Агриппина, сидевшая у ложа мужа, испуганно вздрогнула. Она упала на колени и мучительно всмотрелась в лицо Германика. Странные лиловые пятна покрывали исхудавшие бледные щеки полководца. Неизбежность смерти просвечивала сквозь поблекшие голубые глаза.
— Тиберий подло отравил тебя! — отчаянно вскрикнула Агриппина. И тут же её взгляд осветился надеждой. — Но ты вылечишься! Много времени прошло с того дня, когда ты обедал с Тиберием. Яд оказался недостаточно силён, чтобы причинить смерть. Я найду самые лучшие противоядия, которые только есть в Сирии…
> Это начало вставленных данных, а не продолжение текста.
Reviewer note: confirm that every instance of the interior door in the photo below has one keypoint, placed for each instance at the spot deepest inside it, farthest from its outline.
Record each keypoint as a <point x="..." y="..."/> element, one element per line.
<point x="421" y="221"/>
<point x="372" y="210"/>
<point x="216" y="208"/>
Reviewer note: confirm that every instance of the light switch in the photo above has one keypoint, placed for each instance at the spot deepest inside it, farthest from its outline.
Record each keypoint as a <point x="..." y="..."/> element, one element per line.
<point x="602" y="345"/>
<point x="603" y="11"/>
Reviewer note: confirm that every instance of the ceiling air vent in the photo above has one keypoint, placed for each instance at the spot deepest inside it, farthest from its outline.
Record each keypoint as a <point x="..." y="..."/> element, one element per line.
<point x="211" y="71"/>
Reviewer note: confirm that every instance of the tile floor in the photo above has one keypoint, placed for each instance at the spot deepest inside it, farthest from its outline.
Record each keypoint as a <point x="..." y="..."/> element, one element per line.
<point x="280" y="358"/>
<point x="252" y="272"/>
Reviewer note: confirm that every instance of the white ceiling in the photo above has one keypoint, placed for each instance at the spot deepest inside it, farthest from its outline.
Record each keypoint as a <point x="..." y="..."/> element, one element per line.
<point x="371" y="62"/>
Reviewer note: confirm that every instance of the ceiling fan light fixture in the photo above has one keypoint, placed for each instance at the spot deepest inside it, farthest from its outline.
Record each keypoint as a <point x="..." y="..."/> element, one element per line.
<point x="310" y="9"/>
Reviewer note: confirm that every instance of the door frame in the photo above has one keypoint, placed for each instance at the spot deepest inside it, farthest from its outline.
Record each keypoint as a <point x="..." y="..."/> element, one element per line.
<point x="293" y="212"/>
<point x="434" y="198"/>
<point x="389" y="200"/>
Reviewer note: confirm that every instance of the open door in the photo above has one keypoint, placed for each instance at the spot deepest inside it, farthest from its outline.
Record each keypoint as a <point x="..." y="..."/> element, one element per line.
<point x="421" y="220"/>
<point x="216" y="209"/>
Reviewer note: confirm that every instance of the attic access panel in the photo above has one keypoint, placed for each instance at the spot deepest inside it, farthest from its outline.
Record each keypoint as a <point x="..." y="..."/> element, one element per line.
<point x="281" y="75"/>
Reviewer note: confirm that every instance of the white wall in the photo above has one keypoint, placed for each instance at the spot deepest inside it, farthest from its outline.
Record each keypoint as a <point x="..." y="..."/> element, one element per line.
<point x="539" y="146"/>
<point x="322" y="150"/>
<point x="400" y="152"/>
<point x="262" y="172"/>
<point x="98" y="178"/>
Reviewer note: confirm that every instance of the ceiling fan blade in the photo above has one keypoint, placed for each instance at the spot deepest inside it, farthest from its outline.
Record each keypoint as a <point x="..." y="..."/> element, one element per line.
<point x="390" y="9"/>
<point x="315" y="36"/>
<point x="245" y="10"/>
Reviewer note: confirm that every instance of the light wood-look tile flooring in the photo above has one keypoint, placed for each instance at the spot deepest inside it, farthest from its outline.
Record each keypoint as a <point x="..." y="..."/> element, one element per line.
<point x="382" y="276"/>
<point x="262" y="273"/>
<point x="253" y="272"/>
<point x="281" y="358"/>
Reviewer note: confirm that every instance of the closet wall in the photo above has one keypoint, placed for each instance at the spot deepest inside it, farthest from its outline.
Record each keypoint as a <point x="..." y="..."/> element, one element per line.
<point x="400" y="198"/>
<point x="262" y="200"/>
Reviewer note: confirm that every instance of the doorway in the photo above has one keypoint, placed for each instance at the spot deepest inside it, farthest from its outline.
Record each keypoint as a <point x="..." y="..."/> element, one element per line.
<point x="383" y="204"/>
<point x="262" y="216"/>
— Поздно… — надрывно простонал Германик. — Я понял, что хранилось в ларце, который Тиберий прислал Гнею Пизону. Отрава! Пизон день за днём вливал её мне в пищу, ибо так повелел ему Тиберий.
Агриппина зарыдала, судорожно цепляясь за ослабевшие руки Германика. Спутанные чёрные волосы в беспорядке упали на её лицо. Безумно целовала она бледные губы умирающего. От конвульсивных объятий жены Германик ощущал боль в ослабевшем теле, а от её рыданий — боль в сердце.
— Не целуй меня, Агриппина, — наконец попросил он. — Я чувствую, как яд выходит из меня вместе с дыханием. Беги прочь из этой комнаты, где все отравлено смертельными испарениями!
— Нет, я не оставлю тебя в одиночестве! — полубезумно простонала Агриппина, настойчиво ища губами искривлённый страданием рот Германика. — Я хочу умереть с тобой…
Германик с усилием приподнял лицо жены исхудавшими жилистыми руками.
— Ты, должна жить, Агриппина! — почти неслышно прошептал он. — Живи ради наших детей…
— И ради мести! — злобно сверкнув чёрными глазами, отозвалась она. — Я убью Пизона!..
— Пизон — всего лишь орудие в более могущественных руках. Когда клинок пронзает чью-то грудь, то неужели в смерти повинен бездушный клинок, а не направившая его рука? — со слабой иронией прошептал Германик.